To jeden z najniżej ocenionych 21 konkursowych tytułów (3 od końca) w rankingach krytyków z całego świata. Jego gwiazda Kristen Stewart gra tu kobietę - medium, poszukującą swojego zmarłego brata bliźniaka. Tyle, że scenariusz zmusza ją wyłącznie do robienia min i eksponowania swoich kobiecych atutów.
Skrzywdzeni faworyci
Aktorskie wyróżnienia zaskoczyły nie mniej. Szczególnie to dla Jaclyn Jose za film "Ma' Rosa". Aktorka pokonała takie nazwiska, jak Isabelle Huppert, za wielką rolę w pokazanym na koniec festiwalu filmie Paula Voerhovena "Nagi instynkt" i Sonię Bragę za rolę w znakomitym brazylijskim filmie "Aquarius". Huppert ma już na koncie niemal wszystkie najważniejsze nagrody na świecie, ale dla Bragi, która zagrała tu rolę życia, musiał to być wielki zawód.
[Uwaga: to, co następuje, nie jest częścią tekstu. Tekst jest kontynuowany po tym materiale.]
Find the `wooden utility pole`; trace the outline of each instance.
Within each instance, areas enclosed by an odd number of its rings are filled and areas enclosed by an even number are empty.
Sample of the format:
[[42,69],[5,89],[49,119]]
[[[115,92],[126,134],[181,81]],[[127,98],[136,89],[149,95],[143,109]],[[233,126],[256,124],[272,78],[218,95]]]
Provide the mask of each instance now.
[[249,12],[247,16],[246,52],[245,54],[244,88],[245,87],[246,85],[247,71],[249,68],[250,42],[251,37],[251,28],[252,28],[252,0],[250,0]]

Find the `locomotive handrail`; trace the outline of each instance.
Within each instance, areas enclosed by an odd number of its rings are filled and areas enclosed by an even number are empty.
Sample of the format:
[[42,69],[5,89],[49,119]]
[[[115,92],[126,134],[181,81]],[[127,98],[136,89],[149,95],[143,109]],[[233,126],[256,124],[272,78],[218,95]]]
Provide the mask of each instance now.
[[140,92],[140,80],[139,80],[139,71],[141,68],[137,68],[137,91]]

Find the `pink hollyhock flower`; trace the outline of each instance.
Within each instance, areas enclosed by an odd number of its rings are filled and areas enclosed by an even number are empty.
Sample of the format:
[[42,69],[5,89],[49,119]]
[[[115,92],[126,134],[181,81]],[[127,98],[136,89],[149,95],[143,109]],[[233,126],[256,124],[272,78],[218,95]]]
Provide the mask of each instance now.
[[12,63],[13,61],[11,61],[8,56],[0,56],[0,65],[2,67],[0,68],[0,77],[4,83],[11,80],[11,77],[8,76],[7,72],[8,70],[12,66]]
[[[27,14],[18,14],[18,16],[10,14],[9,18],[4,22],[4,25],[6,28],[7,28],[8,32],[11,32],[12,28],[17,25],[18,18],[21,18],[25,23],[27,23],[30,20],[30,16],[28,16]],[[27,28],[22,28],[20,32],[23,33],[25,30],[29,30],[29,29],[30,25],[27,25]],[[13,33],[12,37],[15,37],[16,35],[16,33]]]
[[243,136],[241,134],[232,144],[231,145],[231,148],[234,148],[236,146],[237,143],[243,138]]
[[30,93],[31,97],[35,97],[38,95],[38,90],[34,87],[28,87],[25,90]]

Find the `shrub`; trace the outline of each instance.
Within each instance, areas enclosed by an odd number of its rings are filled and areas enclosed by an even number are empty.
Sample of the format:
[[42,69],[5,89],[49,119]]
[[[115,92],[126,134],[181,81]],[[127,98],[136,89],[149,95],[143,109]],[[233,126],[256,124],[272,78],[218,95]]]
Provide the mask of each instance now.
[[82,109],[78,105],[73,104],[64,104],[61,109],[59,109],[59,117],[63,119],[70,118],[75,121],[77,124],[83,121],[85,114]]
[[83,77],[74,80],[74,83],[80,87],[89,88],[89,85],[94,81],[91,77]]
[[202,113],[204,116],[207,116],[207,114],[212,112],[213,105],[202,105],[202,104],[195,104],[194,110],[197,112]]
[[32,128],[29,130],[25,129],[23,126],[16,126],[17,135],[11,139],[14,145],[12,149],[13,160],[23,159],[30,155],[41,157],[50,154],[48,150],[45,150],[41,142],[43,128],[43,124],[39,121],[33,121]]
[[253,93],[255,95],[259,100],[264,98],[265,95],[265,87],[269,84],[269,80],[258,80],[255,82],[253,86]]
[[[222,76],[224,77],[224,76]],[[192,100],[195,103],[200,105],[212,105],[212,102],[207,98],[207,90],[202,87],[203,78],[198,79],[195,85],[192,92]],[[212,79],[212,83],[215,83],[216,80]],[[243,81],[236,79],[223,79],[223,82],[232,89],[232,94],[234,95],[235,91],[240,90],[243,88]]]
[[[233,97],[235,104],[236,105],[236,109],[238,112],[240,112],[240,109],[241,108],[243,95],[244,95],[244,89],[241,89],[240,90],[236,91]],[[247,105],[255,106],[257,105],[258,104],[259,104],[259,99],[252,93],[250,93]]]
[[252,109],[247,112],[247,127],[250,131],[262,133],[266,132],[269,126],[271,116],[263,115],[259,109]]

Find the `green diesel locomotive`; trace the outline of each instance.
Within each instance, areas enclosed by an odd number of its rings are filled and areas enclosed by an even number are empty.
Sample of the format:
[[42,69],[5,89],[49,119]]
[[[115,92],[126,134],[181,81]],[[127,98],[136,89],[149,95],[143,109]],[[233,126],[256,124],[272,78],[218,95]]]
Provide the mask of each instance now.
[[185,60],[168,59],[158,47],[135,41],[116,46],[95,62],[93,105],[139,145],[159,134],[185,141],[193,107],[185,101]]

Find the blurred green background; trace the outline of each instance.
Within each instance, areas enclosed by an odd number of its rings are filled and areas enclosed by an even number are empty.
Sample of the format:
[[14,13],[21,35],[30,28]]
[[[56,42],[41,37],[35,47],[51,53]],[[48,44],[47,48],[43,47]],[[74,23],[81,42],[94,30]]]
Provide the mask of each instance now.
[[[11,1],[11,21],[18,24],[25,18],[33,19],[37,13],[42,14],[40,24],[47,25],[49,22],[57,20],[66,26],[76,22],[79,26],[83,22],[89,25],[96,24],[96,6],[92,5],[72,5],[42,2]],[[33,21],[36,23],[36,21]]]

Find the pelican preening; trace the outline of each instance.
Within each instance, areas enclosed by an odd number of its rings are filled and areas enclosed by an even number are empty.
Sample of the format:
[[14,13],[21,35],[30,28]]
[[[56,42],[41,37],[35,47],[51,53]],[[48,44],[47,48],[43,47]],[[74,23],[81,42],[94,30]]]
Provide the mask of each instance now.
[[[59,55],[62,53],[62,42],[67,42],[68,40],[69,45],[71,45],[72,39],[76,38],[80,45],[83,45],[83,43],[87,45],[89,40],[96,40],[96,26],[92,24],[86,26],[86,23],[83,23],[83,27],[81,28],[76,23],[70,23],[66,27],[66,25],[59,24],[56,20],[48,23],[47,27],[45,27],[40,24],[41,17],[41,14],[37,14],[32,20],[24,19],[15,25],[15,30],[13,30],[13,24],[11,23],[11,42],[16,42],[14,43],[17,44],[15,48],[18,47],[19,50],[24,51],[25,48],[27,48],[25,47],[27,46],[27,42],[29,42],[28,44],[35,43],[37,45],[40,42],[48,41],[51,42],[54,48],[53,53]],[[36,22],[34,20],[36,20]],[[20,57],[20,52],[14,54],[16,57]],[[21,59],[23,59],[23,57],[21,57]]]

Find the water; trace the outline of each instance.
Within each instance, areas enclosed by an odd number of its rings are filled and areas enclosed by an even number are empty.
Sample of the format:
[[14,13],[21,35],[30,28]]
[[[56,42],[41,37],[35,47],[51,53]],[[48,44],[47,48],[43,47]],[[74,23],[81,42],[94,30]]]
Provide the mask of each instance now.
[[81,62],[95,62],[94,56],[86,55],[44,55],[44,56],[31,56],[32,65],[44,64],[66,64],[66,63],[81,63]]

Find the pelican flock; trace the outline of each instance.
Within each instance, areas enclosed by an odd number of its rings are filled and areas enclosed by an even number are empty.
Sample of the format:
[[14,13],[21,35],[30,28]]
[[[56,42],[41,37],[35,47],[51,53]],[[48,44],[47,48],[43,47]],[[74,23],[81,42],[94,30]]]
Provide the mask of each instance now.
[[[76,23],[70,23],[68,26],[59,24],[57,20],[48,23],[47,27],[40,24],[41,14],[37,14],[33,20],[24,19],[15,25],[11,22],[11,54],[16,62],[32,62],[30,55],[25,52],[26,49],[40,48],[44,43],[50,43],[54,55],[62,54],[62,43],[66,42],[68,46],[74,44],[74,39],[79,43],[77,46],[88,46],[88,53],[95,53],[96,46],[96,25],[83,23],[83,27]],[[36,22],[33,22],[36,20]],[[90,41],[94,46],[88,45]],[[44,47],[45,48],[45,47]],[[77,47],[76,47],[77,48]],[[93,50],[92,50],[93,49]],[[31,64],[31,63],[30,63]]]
Nagroda dla Shahaba Hosseiniego za "Forushande" także jest pewnym zaskoczeniem, bo spodziewano się zwycięstwa Adama Drivera za wielką rolę w najbardziej skrzywdzonym filmie festiwalu - "Patersonie" Jima Jarmuscha. Pominięcia tego obrazu typowanego od dnia premiery na zdobywcę Złotej Palmy goście tegorocznej edycji festiwalu w Cannes najbardziej nie mogą darować jurorom. Na szczęście sam Jarmusch do nagród ma stosunek zdroworozsądkowy. I dość obojętny, jak na twórcę o takiej renomie.
"Wszystko czego potrzeba mi do szczęścia, to przychylność widzów, niekoniecznie nawet szczelnie wypełniających sale kinowych na projekcjach moich filmów. Wystarczy, by podzielali moje widzenie świata" - powiedział kiedyś mistrz kina niezależnego.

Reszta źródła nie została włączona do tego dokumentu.